Certains parmi les plus virulents des journalistes des médias comme la RPA, Bonesha, Télévision Renaissance et des activistes autoproclamés « défenseurs des droits humains » qui faisaient le bon et le mauvais temps dans la période qui a précédé l’insurrection et la tentative de putsch en 2015, sont d’anciens miliciens « Sans-Echec » qui ont semé la mort et la désolation pendant la guerre de 1993 dans tout le pays. Des centaines d’innocents ont été tuées brulées dans les pneus, curieusement dans les mêmes quartiers insurgés en 2015. Ils ont dirigés des bandes qui tuaient et pillaient dans les quartiers et les campagnes, qui enlevaient des passagers malheureux sur les routes, qui accompagnaient les militaires de ce qui était l’armée nationale dans les campagnes de chasse à l’homme qui ont fait des centaines de milliers de victimes.

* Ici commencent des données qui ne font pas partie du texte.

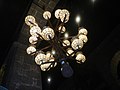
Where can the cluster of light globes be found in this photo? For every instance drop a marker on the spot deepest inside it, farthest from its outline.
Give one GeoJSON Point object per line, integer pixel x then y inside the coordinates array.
{"type": "Point", "coordinates": [44, 59]}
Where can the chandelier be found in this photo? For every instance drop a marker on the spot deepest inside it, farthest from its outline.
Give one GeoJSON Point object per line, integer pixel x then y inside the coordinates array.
{"type": "Point", "coordinates": [51, 45]}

Et aujourd’hui, au service du néocolonialisme et de l’impérialisme, on les voit sillonner le monde en défenseurs des droits humains, avant même qu’ils aient répondu des crimes du passé et du moment. La décision courageuse du Procureur Général de la République est une nouvelle occasion dorée pour les Burundais et les institutions de confirmer la liste des ennemis de la République, de la démocratie et de la justice. Il n’y a pas de doute, il ne prendra pas beaucoup de temps avant d’entendre les habituelles déclarations impérialistes en provenance de l’autre côté de la méditerranée ou de l’Atlantique, toutes concourant à entraver l’éclatement de la vérité.

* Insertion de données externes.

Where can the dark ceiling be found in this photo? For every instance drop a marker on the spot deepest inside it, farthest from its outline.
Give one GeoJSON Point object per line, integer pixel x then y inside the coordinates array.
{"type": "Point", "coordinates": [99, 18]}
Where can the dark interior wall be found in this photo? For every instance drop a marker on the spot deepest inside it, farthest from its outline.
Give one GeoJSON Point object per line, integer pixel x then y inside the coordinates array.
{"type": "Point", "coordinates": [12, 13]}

Les chancelleries comme la Belgique qui se sont insurgés contre la mise en place de la Commission Vérité et Réconciliation, surement pour inhiber tout processus qui pourrait étaler au grand jour les crimes coloniales de la Belgique dont l’assassinat du Héros de l’Indépendance, hésiteront-ils à essayer de gêner la justice dans sa recherche de ceux qui, au service de l’occident, ont commis un crime aussi crapuleux qu’égorger un Chef d’Etat tel une chèvre, que d’exterminer presque tout un conseil de ministre, un bureau du parlement ? Non !

Ce qui est sûr, c’est que les putschistes de tous les temps ont peur de la justice. Ils savent qu’il n’y aura plus d’impunité au Burundi, sauf dans le cadre de l’anarchie qu’ils ont tenté d’installer en vain. Ils savent pertinemment qu’ils devront répondre de l’assassinat lâche des héros de l’indépendance, de la souveraineté nationale et de la démocratie à savoir le Prince Louis Rwagasore et ses proches, le Président Ndadaye et ses proches collaborateurs, le Lieutenant Général Adolphe Nshimirimana, le Colonel Darius Ikurakure et bien d’autres, ainsi que les massacres qui ont endeuillé le pays depuis des décennies.

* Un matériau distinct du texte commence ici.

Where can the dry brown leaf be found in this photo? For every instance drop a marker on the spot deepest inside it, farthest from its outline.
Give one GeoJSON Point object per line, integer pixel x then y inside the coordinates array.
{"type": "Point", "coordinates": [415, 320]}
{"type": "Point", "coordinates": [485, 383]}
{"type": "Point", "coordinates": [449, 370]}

Il n’y a pas de doute, les tentatives de perturbation des processus électoraux de 2005, 2010, 2015 et le Referendum constitutionnel de 2018 ne visaient qu’une chose ultime : perturber les institutions dirigés par le CNDD-FDD qui ont déjà fait preuve d’une grande détermination à en découdre avec les injustices qui ont causé tant de souffrances au Burundais. Rien n’est étonnant que les anarchistes qui attaquent violemment la décision du procureur, soient les mêmes qu’on a vu se rebeller contre les décisions de la Commission Nationale Terres et Autres Biens (CNTB), la révision de la Constitution, la Commission Vérité Réconciliation, la Commission Électorale Nationale Indépendante ainsi que tous les autres mécanismes établis dans le sens de donner l’espoir au Burundais.

La consigne pour tous les Burundais devraient être celui de rester sur l’élan de développer le pays en étant unis, rester vigilants afin de sauvegarder la paix et la souveraineté de notre nation que nous avons acquis aux prix de grandes sacrifices.